ずいぶん昔、ルキーノ・ヴィスコンティの「ルートヴィヒ/神々の黄昏」という映画を観ました。ヴィスコンティならではの世紀末的、耽美的なタッチだと記憶していますが、映画に出てくる、ワーグナーの音楽が生理的にあわないらしく、途中で筋も分からなくなってしまいました。森鴎外の「うたかたの記」に出てきたルートヴィヒ 2世と結びついたのは、ずいぶん後でのことです。
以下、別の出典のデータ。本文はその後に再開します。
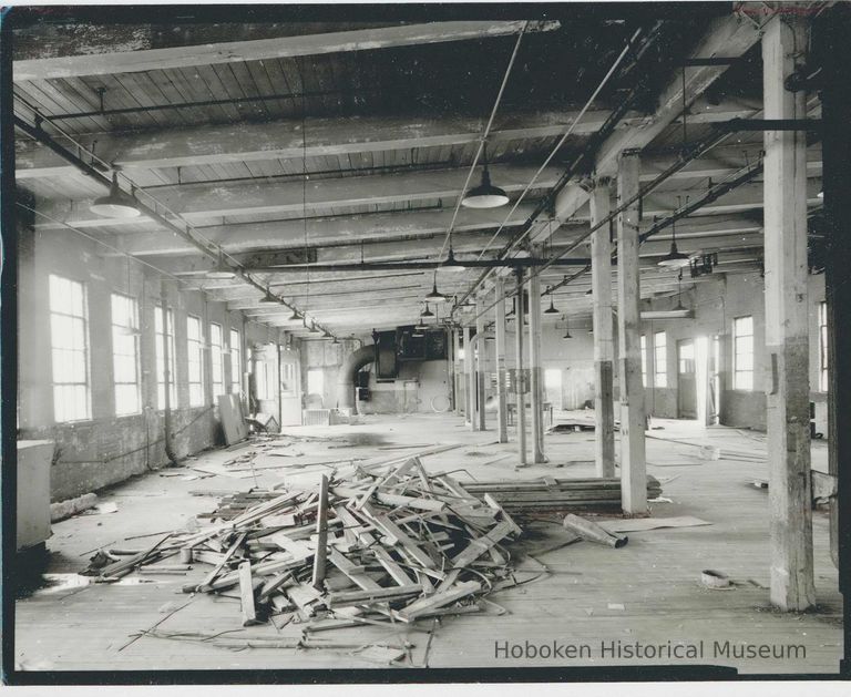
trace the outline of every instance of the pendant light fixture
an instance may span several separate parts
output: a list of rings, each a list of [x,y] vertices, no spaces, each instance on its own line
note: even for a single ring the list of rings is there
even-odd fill
[[[562,315],[562,319],[564,319],[564,336],[562,337],[562,339],[564,340],[573,339],[573,337],[571,336],[571,329],[567,325],[567,316]]]
[[[688,255],[683,254],[677,249],[677,224],[671,222],[670,224],[670,252],[662,257],[657,262],[658,266],[666,266],[668,268],[683,268],[688,266]]]
[[[227,280],[234,276],[236,276],[236,274],[234,274],[234,270],[227,264],[225,264],[225,254],[222,250],[222,247],[219,247],[218,264],[212,271],[207,271],[207,278],[219,278],[222,280]]]
[[[551,291],[552,286],[546,287],[546,293],[550,295],[550,307],[544,310],[544,315],[557,315],[558,310],[553,306],[553,294]]]
[[[466,208],[499,208],[509,203],[507,194],[491,184],[491,173],[488,170],[488,143],[484,144],[484,170],[482,171],[482,182],[475,188],[466,192],[461,199],[461,205]]]
[[[679,275],[677,276],[677,306],[674,308],[674,311],[676,312],[687,312],[688,310],[683,305],[683,269],[679,269]]]
[[[259,300],[260,303],[270,304],[270,303],[277,303],[278,298],[276,298],[269,291],[268,286],[266,287],[266,295],[263,296]]]
[[[431,300],[432,303],[445,303],[447,296],[444,296],[442,293],[438,290],[438,271],[434,270],[434,283],[431,286],[431,293],[429,293],[426,296],[427,300]]]
[[[135,218],[142,215],[135,198],[127,196],[119,187],[119,175],[113,172],[112,185],[106,196],[95,198],[89,209],[107,218]]]

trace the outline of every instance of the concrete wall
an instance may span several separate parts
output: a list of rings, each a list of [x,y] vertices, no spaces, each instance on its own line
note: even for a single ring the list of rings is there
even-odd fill
[[[683,305],[694,308],[694,319],[645,321],[643,334],[647,337],[648,387],[646,393],[649,412],[663,418],[677,418],[677,342],[683,339],[717,336],[720,340],[720,423],[738,428],[765,430],[766,387],[768,380],[765,350],[765,295],[762,278],[758,273],[719,276],[695,284],[683,293]],[[824,277],[810,276],[808,306],[810,310],[810,385],[812,399],[823,402],[818,393],[819,338],[818,306],[824,300]],[[642,309],[670,309],[676,298],[662,298],[643,303]],[[737,390],[732,385],[732,322],[737,317],[753,317],[753,389]],[[665,331],[667,338],[667,388],[653,387],[654,355],[653,335]],[[824,427],[827,428],[827,427]],[[827,433],[827,430],[822,431]]]
[[[363,335],[335,346],[328,340],[305,339],[301,347],[303,390],[306,404],[328,409],[337,406],[337,381],[346,357],[361,346],[371,346],[372,337]],[[320,394],[308,394],[308,370],[321,370],[324,389]],[[359,402],[360,413],[433,413],[449,406],[449,361],[401,361],[396,380],[376,380],[375,365],[363,369],[369,372],[370,400]]]
[[[163,411],[156,406],[154,311],[161,283],[153,271],[126,259],[104,258],[94,243],[66,232],[33,232],[27,221],[19,229],[19,376],[18,427],[22,439],[57,442],[51,471],[54,501],[121,482],[166,462]],[[48,277],[57,274],[83,283],[86,288],[89,386],[91,419],[55,423],[51,376],[51,335]],[[139,413],[115,416],[113,385],[111,294],[137,300],[140,388]],[[172,432],[177,457],[222,443],[215,396],[212,393],[209,351],[204,351],[204,406],[188,402],[186,316],[202,319],[205,340],[208,324],[223,327],[224,345],[229,329],[240,331],[243,360],[246,346],[266,334],[265,327],[246,325],[226,305],[207,301],[197,291],[171,291],[175,327],[177,403],[173,404]],[[259,331],[259,330],[263,331]],[[229,357],[224,357],[225,385],[230,383]],[[227,389],[227,387],[226,387]]]
[[[318,335],[321,336],[321,335]],[[367,345],[371,345],[369,339]],[[337,407],[337,382],[340,367],[348,356],[361,347],[362,341],[345,339],[334,344],[328,339],[301,339],[297,342],[301,357],[301,393],[304,407],[315,409],[334,409]],[[307,389],[308,371],[319,370],[322,373],[321,392],[310,393]]]
[[[684,286],[688,287],[688,279]],[[720,423],[737,428],[766,428],[766,351],[765,351],[765,297],[762,278],[759,273],[717,276],[694,284],[681,296],[684,306],[695,309],[694,319],[668,319],[643,322],[642,334],[647,341],[647,388],[645,392],[647,412],[659,418],[678,417],[678,365],[677,342],[683,339],[706,337],[711,340],[718,336],[720,341]],[[827,435],[826,396],[818,392],[819,387],[819,329],[818,307],[824,300],[823,275],[810,276],[808,305],[810,309],[810,385],[811,399],[816,402],[817,430]],[[644,301],[643,310],[671,309],[677,298],[659,298]],[[753,317],[753,389],[736,390],[732,388],[732,320],[737,317]],[[561,392],[562,409],[582,409],[594,399],[594,345],[593,335],[588,334],[591,319],[568,320],[570,340],[563,340],[564,320],[552,320],[544,316],[541,338],[542,368],[560,370],[561,390],[548,390],[548,396]],[[653,335],[666,332],[666,375],[667,387],[654,387]],[[618,396],[617,326],[614,331],[615,342],[615,399]],[[489,342],[490,356],[493,345]],[[524,345],[525,346],[525,345]],[[524,352],[526,360],[527,349]],[[506,338],[507,367],[514,367],[514,325],[509,324]],[[461,366],[463,370],[463,366]],[[489,388],[489,396],[492,390]],[[510,398],[511,399],[511,398]]]

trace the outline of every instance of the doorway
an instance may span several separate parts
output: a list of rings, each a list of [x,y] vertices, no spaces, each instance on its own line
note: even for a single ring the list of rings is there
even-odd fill
[[[301,426],[301,377],[298,351],[280,349],[280,426]]]
[[[555,409],[562,409],[562,369],[547,368],[544,370],[544,400]]]
[[[712,407],[711,423],[719,423],[721,417],[721,337],[712,337],[712,352],[709,355],[709,398]]]
[[[677,341],[677,418],[697,419],[697,381],[693,339]]]

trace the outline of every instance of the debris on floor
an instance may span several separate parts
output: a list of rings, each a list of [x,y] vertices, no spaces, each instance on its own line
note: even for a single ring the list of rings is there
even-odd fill
[[[563,525],[571,532],[580,535],[583,540],[604,544],[609,547],[615,547],[616,550],[629,542],[629,537],[626,535],[615,535],[614,533],[608,532],[605,527],[601,527],[596,523],[586,521],[584,517],[580,517],[574,513],[568,513],[564,516]]]
[[[464,485],[473,494],[490,495],[509,512],[565,509],[621,509],[618,478],[503,480]],[[647,498],[662,495],[659,481],[647,476]]]
[[[675,517],[632,517],[615,521],[599,521],[609,532],[639,532],[644,530],[659,530],[662,527],[698,527],[711,525],[710,522],[695,517],[694,515],[679,515]]]
[[[719,571],[712,571],[711,568],[705,568],[700,572],[700,583],[707,588],[712,590],[727,590],[730,588],[730,577],[727,574],[722,574]]]
[[[88,493],[50,504],[50,522],[57,523],[98,505],[98,494]]]
[[[132,554],[102,550],[89,574],[101,581],[133,571],[186,573],[181,561],[212,566],[187,593],[235,590],[243,625],[295,613],[303,622],[366,619],[411,624],[481,612],[482,596],[511,587],[515,564],[503,546],[521,527],[500,503],[419,459],[287,490],[224,498],[211,525],[166,534]],[[540,574],[539,574],[540,575]],[[380,662],[394,652],[368,653]]]

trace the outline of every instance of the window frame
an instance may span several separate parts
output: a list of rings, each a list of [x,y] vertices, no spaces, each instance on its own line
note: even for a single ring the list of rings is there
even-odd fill
[[[156,409],[165,410],[165,363],[163,361],[163,306],[157,305],[154,315],[154,368],[156,370]],[[175,409],[177,403],[177,356],[174,338],[174,308],[166,312],[168,337],[168,407]]]
[[[68,284],[66,290],[63,293],[57,284]],[[78,287],[79,296],[75,298],[74,287]],[[79,308],[74,305],[78,303]],[[63,308],[63,305],[68,304],[69,307]],[[79,314],[76,310],[79,309]],[[51,355],[51,375],[50,385],[53,399],[53,421],[55,423],[73,423],[79,421],[90,421],[92,419],[92,371],[91,371],[91,347],[89,341],[89,294],[86,285],[83,281],[68,278],[59,274],[48,275],[48,310],[50,321],[50,355]],[[59,332],[55,331],[57,325],[60,319],[64,318],[65,324],[69,324],[70,331]],[[74,335],[80,335],[82,338],[82,348],[78,348],[74,341]],[[62,341],[71,341],[71,346],[58,346]],[[82,353],[82,367],[83,367],[83,380],[58,380],[58,366],[66,363],[68,361],[58,360],[58,355]],[[79,358],[78,358],[79,360]],[[71,360],[71,362],[76,362]],[[68,389],[71,388],[73,392],[79,392],[82,388],[84,397],[84,412],[76,411],[76,407],[80,404],[76,402],[79,394],[75,397],[73,407],[69,409],[66,398],[60,399],[58,396],[61,392],[68,393]]]
[[[218,332],[217,341],[216,332]],[[225,393],[224,340],[225,332],[222,325],[215,321],[209,322],[209,379],[214,404],[216,403],[218,396]],[[216,380],[216,372],[218,372],[218,380]]]
[[[234,345],[236,337],[236,345]],[[230,327],[228,332],[228,349],[230,350],[230,393],[243,392],[243,335],[238,329]]]
[[[119,324],[115,321],[115,301],[120,300],[126,303],[127,312],[125,318],[130,319],[130,324]],[[130,417],[133,414],[142,413],[142,381],[140,370],[140,350],[139,350],[139,301],[136,298],[131,297],[123,293],[112,293],[110,295],[110,320],[112,325],[112,381],[113,393],[115,396],[115,416],[116,417]],[[124,342],[124,339],[130,339],[129,344],[132,345],[131,351],[119,352],[119,345]],[[133,380],[124,380],[120,377],[121,358],[130,358],[133,366]],[[134,409],[123,410],[120,408],[122,399],[120,398],[121,388],[133,387],[135,392]]]
[[[197,332],[193,328],[197,329]],[[196,334],[197,336],[194,336]],[[205,403],[204,322],[197,315],[186,315],[186,382],[189,388],[189,408],[203,407]]]
[[[750,322],[750,332],[741,334],[739,329],[741,322],[748,320]],[[742,315],[741,317],[732,318],[732,389],[741,392],[753,391],[753,316]],[[744,351],[739,349],[740,342],[749,341],[750,350]],[[746,355],[750,355],[750,368],[740,368],[739,363]],[[747,379],[745,379],[747,378]],[[745,379],[745,382],[742,380]]]
[[[653,332],[653,386],[668,387],[668,337],[664,329]]]

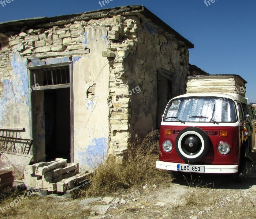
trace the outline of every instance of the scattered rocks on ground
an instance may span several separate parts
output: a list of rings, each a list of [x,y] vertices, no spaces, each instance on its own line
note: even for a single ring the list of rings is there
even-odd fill
[[[98,198],[89,198],[88,199],[85,199],[82,200],[80,202],[79,204],[82,205],[86,205],[90,203],[99,201],[101,199],[101,197],[99,197]]]
[[[106,203],[107,204],[109,204],[112,201],[113,201],[114,199],[114,198],[111,197],[105,197],[104,198],[103,198],[103,199],[102,200],[102,201],[103,202]]]
[[[124,199],[121,199],[121,200],[120,200],[120,201],[119,202],[119,204],[125,204],[126,203],[126,201]]]
[[[115,204],[118,204],[120,201],[120,199],[119,198],[116,198],[115,199],[115,201],[114,201],[114,203]]]
[[[166,203],[164,202],[157,202],[155,204],[155,205],[157,206],[164,207],[166,205]]]
[[[144,186],[142,187],[142,188],[143,188],[143,189],[144,190],[148,188],[148,184],[146,184]]]

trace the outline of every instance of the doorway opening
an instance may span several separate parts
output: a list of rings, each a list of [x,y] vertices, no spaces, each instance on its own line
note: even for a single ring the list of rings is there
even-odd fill
[[[157,74],[157,120],[156,127],[160,129],[162,115],[167,104],[172,98],[172,81],[170,77],[160,72]]]
[[[73,162],[73,69],[71,64],[60,65],[30,69],[36,162],[59,158]]]
[[[70,92],[69,88],[44,90],[45,158],[70,162]]]

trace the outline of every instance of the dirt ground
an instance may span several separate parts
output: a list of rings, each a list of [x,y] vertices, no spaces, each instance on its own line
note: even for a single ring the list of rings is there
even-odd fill
[[[72,200],[64,196],[31,196],[11,210],[15,212],[3,214],[1,217],[255,218],[255,195],[256,178],[239,183],[228,176],[188,174],[178,176],[161,185],[112,194],[108,197],[113,199],[109,203],[104,202],[104,197]],[[26,208],[26,211],[23,211],[26,206],[29,211]]]
[[[180,174],[160,185],[111,194],[108,196],[112,199],[106,203],[103,197],[72,200],[64,196],[31,196],[9,213],[0,211],[0,217],[255,218],[256,195],[256,177],[241,183],[234,181],[230,176]]]
[[[3,208],[14,199],[0,205],[0,218],[255,219],[256,170],[242,182],[230,175],[180,173],[106,197],[32,195]]]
森鴎外は、ドイツ留学の 3年目でちょうど真ん中にあたる、1886(明治十九)年6月13日にルートヴィヒ 2世のシュタルンベル湖での溺死事件に遭遇し、帰国後に発表した「うたかたの記」にその事件を取り入れます。主人公が鴎外の分身そのものから離れているだけに、同じ「ドイツ三部作」のうち、「舞姫」に比べてやや乾いた叙情ですが、それでも物悲しく浪漫的な趣きがあり、好きな作品です。鴎外は、事件のあった湖畔で、9月2日に四首の七言絶句を作っています。今回はとりあえず、二首紹介します。
(その一)
望斷 す鵠山 城外 の雲
詞人 何事ぞ 涙紛粉 たるは
艙窓 多少の綺羅 の客
憶 はず波間 に故君を葬むるを
(その二)
當年 の向背 群臣を駭 かし
末路 の凄愴 鬼神を泣かしむ
功業 千秋且 く問ふを休 めよ
多情偏 へに是 れ 詩を愛するの人なればなり
路易 二世
このスキャンダルは、当時のバイエルン王国を巡る複雑な背景があったらしいのですが、そんな政治の世界に、芸術家気質の故、生き残る事ができなかったルートヴィヒ王への深い同情を感じられる詩です。